DSC_3913Paul Sclafani
Hydraulic Engineer, River and Hydrologic Engineering Section, Engineering and Construction Division
Paul Sclafani joined the Corps in 2009, when he worked on the long-term sediment management plan for Mount St. Helens. In 2015 he became the Floodplain Management Services Program Coordinator, Silver Jackets Coordinator, and the District’s Flood Risk Manager. Sclafani joined LDP to learn more about leadership challenges and Corps structure “so I can speak more authoritatively as a Corps representative to agencies and communities outside the Corps.” William Tecumseh Sherman helped define his leadership philosophy. “Sherman, known to his men as “Uncle Billy,” was a very effective leader for a very specific purpose. His ability to recognize the individual strengths of his troops led him to continuously make key changes, which made his Army of the West particularly successful. He was able to recognize a bigger picture of how to win the Civil War. While his methods might have seemed harsh to those in the Confederacy, his judgement toward a concise end of the Civil War, at least in the West, was remarkable.”

DSC_4000Darrell Shoemaker
Electronics System Control Craftsworker, Willamette Valley Project
Darrell Shoemaker is an Electronics System Control Craftsworker at Look Out Point Dam for the Willamette Valley Project. Shoemaker started his employment career at age 14, as a fry cook at Hartz Crispy Chicken in Humble, Texas. After working in electronics for the U.S. Navy, he returned to civilian life in Oregon where he studied as a journeyman electrician. He began working with the Corps in 2004, where he maintains the remote capabilities of nine dams and four powerhouses in the Willamette Valley Project. Before joining the Corps, Shoemaker decided a change of jobs was in order. “While working in the electrical construction field, I felt that my desire to serve the public was going to waste. Dreading going to work one day, I thought there has to be something an electrician can do in the public sector. So I started looking!”

DSC_3932Daniela Todesco
Civil Engineer, Columbia Basin Water Management, Northwestern Division
Daniela Todesco leads Columbia River Treaty studies and activities and participates in flood risk management operations of the Columbia River Basin reservoir system.
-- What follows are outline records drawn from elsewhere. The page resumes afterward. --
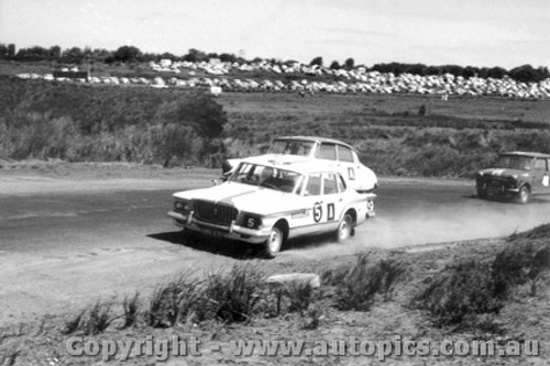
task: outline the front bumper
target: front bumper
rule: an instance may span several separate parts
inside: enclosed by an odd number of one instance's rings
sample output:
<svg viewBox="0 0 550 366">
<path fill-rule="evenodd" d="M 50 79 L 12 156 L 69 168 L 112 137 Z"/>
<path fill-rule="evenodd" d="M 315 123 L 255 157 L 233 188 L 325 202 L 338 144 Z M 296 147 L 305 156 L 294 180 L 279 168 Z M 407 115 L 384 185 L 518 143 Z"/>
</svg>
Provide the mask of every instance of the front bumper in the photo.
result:
<svg viewBox="0 0 550 366">
<path fill-rule="evenodd" d="M 501 195 L 515 195 L 519 192 L 519 188 L 507 187 L 506 184 L 502 182 L 498 185 L 479 182 L 475 185 L 477 190 L 484 191 L 488 196 L 501 196 Z"/>
<path fill-rule="evenodd" d="M 211 237 L 223 237 L 235 241 L 241 241 L 251 244 L 261 244 L 267 240 L 270 235 L 268 229 L 249 229 L 237 225 L 233 222 L 229 226 L 217 225 L 209 222 L 200 221 L 194 218 L 194 212 L 189 212 L 188 215 L 184 215 L 180 212 L 169 211 L 168 218 L 174 220 L 177 226 L 184 228 L 186 230 L 191 230 Z"/>
</svg>

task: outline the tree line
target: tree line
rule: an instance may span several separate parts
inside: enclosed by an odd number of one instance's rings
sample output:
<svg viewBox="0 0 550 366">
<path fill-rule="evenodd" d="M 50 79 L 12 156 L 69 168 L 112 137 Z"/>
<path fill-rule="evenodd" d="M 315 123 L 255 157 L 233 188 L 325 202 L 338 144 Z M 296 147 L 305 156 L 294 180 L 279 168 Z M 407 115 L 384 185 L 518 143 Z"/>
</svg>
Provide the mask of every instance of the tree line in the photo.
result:
<svg viewBox="0 0 550 366">
<path fill-rule="evenodd" d="M 44 48 L 41 46 L 33 46 L 28 48 L 16 49 L 13 43 L 0 44 L 0 59 L 18 60 L 18 62 L 55 62 L 61 64 L 95 64 L 95 63 L 106 63 L 106 64 L 132 64 L 132 63 L 158 63 L 163 58 L 169 58 L 173 62 L 208 62 L 210 59 L 220 59 L 224 63 L 253 63 L 253 62 L 270 62 L 272 64 L 289 64 L 296 63 L 294 60 L 283 62 L 280 59 L 265 59 L 255 57 L 254 59 L 248 60 L 241 56 L 237 56 L 230 53 L 206 53 L 197 48 L 190 48 L 185 55 L 175 55 L 172 53 L 144 53 L 135 46 L 124 45 L 116 51 L 109 51 L 105 48 L 91 48 L 91 47 L 72 47 L 62 49 L 59 46 L 55 45 L 50 48 Z M 310 66 L 323 67 L 323 59 L 321 56 L 315 57 L 309 63 Z M 362 66 L 362 65 L 359 65 Z M 351 70 L 356 67 L 353 58 L 345 59 L 344 63 L 340 64 L 333 60 L 330 64 L 331 69 L 346 69 Z M 502 79 L 508 76 L 517 81 L 522 82 L 539 82 L 541 80 L 550 78 L 550 71 L 548 67 L 539 66 L 532 67 L 531 65 L 521 65 L 513 69 L 505 69 L 503 67 L 474 67 L 474 66 L 459 66 L 459 65 L 442 65 L 442 66 L 430 66 L 425 64 L 402 64 L 402 63 L 388 63 L 388 64 L 375 64 L 372 67 L 365 67 L 366 71 L 380 71 L 380 73 L 393 73 L 394 75 L 400 74 L 413 74 L 420 76 L 429 75 L 444 75 L 451 74 L 455 77 L 461 76 L 464 78 L 470 77 L 481 77 L 481 78 L 496 78 Z"/>
</svg>

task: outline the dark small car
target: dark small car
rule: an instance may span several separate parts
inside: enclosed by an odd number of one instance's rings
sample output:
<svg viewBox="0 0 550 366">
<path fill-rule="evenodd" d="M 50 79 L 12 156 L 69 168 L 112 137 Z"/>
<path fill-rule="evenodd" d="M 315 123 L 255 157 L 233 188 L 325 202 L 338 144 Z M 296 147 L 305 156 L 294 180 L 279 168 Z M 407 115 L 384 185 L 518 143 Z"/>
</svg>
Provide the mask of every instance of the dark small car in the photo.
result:
<svg viewBox="0 0 550 366">
<path fill-rule="evenodd" d="M 493 167 L 475 175 L 477 196 L 514 198 L 518 203 L 527 203 L 532 193 L 550 193 L 549 167 L 549 154 L 503 153 Z"/>
</svg>

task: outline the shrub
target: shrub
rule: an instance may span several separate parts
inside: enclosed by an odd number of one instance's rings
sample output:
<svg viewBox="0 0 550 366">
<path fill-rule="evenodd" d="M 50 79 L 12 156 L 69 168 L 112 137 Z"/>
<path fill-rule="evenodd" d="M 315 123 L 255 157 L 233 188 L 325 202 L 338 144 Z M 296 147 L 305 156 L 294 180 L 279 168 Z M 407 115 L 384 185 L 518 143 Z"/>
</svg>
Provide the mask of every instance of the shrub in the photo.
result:
<svg viewBox="0 0 550 366">
<path fill-rule="evenodd" d="M 389 298 L 403 273 L 404 267 L 397 262 L 381 259 L 370 264 L 367 255 L 361 254 L 352 267 L 328 269 L 321 277 L 329 285 L 338 286 L 336 296 L 340 310 L 369 311 L 375 295 L 381 293 L 385 299 Z"/>
<path fill-rule="evenodd" d="M 503 300 L 490 265 L 470 260 L 439 274 L 413 302 L 429 310 L 436 325 L 443 326 L 460 324 L 471 314 L 498 313 Z"/>
<path fill-rule="evenodd" d="M 138 314 L 140 311 L 140 293 L 135 292 L 133 298 L 125 297 L 122 302 L 122 309 L 124 310 L 124 324 L 122 329 L 135 325 L 138 322 Z"/>
<path fill-rule="evenodd" d="M 146 321 L 153 328 L 174 326 L 191 314 L 202 297 L 201 282 L 185 273 L 179 278 L 158 286 L 151 298 Z"/>
<path fill-rule="evenodd" d="M 4 82 L 6 81 L 6 82 Z M 201 92 L 0 76 L 0 156 L 209 164 L 227 123 Z"/>
<path fill-rule="evenodd" d="M 255 266 L 235 265 L 229 273 L 211 274 L 196 309 L 198 320 L 248 321 L 260 312 L 264 289 L 264 274 Z"/>
</svg>

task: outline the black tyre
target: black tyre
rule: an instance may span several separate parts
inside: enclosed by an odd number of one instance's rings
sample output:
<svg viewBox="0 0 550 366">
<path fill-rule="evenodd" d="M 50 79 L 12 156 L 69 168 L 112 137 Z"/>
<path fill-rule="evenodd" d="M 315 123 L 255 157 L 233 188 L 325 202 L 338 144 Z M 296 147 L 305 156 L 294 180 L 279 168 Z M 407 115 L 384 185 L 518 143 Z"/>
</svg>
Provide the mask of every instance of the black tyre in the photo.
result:
<svg viewBox="0 0 550 366">
<path fill-rule="evenodd" d="M 526 204 L 529 202 L 529 199 L 531 198 L 531 190 L 529 187 L 524 186 L 519 188 L 519 192 L 517 193 L 517 202 L 520 204 Z"/>
<path fill-rule="evenodd" d="M 481 199 L 487 198 L 487 191 L 483 188 L 477 187 L 477 197 Z"/>
<path fill-rule="evenodd" d="M 343 242 L 349 239 L 353 233 L 353 219 L 351 214 L 345 213 L 340 223 L 338 224 L 338 230 L 336 232 L 336 240 L 338 242 Z"/>
</svg>

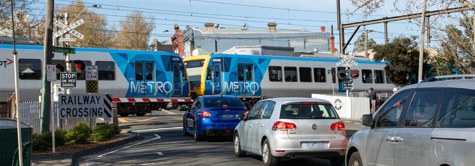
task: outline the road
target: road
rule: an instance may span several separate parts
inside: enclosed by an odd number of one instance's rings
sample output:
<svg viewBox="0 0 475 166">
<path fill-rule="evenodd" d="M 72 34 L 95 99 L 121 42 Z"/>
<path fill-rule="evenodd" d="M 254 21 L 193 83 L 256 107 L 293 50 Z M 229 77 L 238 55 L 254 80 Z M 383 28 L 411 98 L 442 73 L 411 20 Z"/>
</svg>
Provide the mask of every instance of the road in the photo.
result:
<svg viewBox="0 0 475 166">
<path fill-rule="evenodd" d="M 177 110 L 153 111 L 144 117 L 119 117 L 123 129 L 140 133 L 143 140 L 80 159 L 81 165 L 262 165 L 259 155 L 248 153 L 236 157 L 232 136 L 213 137 L 196 142 L 183 136 L 183 113 Z M 342 120 L 347 139 L 361 125 L 359 121 Z M 327 160 L 315 158 L 296 159 L 279 162 L 279 165 L 331 165 Z"/>
</svg>

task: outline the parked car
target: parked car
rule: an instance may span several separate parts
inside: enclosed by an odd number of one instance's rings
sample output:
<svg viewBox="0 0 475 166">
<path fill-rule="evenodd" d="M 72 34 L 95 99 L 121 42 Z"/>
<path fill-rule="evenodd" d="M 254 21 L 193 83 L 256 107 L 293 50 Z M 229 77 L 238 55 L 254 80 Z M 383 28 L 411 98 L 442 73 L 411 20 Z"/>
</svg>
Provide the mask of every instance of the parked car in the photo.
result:
<svg viewBox="0 0 475 166">
<path fill-rule="evenodd" d="M 262 100 L 251 108 L 234 130 L 236 157 L 262 155 L 265 165 L 278 160 L 318 157 L 333 165 L 345 162 L 345 124 L 329 101 L 314 98 Z"/>
<path fill-rule="evenodd" d="M 445 78 L 471 79 L 434 81 Z M 475 74 L 397 91 L 350 139 L 347 165 L 475 165 Z"/>
<path fill-rule="evenodd" d="M 197 141 L 204 141 L 207 136 L 232 135 L 240 121 L 238 116 L 246 112 L 236 96 L 199 96 L 183 114 L 183 134 L 193 134 Z"/>
</svg>

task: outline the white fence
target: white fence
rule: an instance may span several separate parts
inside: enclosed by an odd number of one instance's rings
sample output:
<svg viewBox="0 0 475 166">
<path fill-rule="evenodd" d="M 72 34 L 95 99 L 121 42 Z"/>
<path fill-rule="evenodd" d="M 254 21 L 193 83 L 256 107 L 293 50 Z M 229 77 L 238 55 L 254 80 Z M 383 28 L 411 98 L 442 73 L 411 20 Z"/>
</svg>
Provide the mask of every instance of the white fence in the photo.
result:
<svg viewBox="0 0 475 166">
<path fill-rule="evenodd" d="M 312 94 L 312 98 L 328 100 L 335 107 L 340 118 L 360 119 L 370 114 L 369 98 Z"/>
<path fill-rule="evenodd" d="M 51 116 L 55 116 L 55 125 L 56 126 L 56 128 L 62 128 L 65 130 L 69 130 L 74 127 L 78 122 L 80 121 L 88 122 L 88 125 L 93 128 L 96 126 L 96 118 L 92 119 L 68 119 L 60 120 L 58 118 L 58 102 L 55 101 L 54 103 L 54 113 L 51 113 Z M 41 102 L 20 102 L 20 116 L 21 122 L 28 124 L 29 125 L 33 127 L 33 132 L 38 132 L 40 131 L 40 126 L 41 126 Z M 53 114 L 54 113 L 54 114 Z M 51 124 L 53 122 L 51 119 L 50 122 Z M 51 124 L 50 124 L 50 130 L 51 130 Z"/>
</svg>

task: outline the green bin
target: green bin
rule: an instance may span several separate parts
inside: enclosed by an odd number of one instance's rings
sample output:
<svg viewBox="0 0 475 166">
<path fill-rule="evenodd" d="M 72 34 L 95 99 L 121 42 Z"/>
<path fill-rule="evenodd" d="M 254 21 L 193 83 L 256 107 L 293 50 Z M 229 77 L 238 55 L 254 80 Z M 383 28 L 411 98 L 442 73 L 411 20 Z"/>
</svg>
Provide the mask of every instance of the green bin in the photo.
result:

Joining the Corps in 2014, Todesco finds the teamwork shared by her colleagues to be very rewarding. “I love interacting with people from different districts and agencies.” When asked why she applied for the LDP program, Todesco replied, “Besides being one of the best leadership development programs in the country within the Corps, I see it as a great opportunity to understand how I can best contribute to the Corps and its role within the political realm of the Federal Government.” She believes LDP is helping her and her colleagues to test different leadership philosophies, trying find one that fits best. Trust is high on her list of leadership characteristics, though. “If you are not able to trust your followers to make good decisions, execute their objectives and further their potential, you will never be able to have the right kind of followers and help create a new generation of amazing leaders.”

DSC_3906Albert Wright
Chief, Contract Administration and Technical Section, Construction Branch, Engineering and Construction Division
Albert Wright began his career with the Corps in 2006 as a member of the Engineer-in-Training program with the Construction Branch, Engineering and Construction Division. Since October 2015, Wright oversees many of E&C’s teams, including Small Projects, Contract Administration Support and Technical. Once an EIT himself, he now acts as the EIT and student coordinator. Wright doesn’t recall a specific meal that influenced his life, but feels meals offer important family times. “Our family sits down together for dinner every night and we discuss how our day has gone. This is important to my wife and me, so we can show our daughters that even if your schedule is busy you need to spend time together every day as a family.”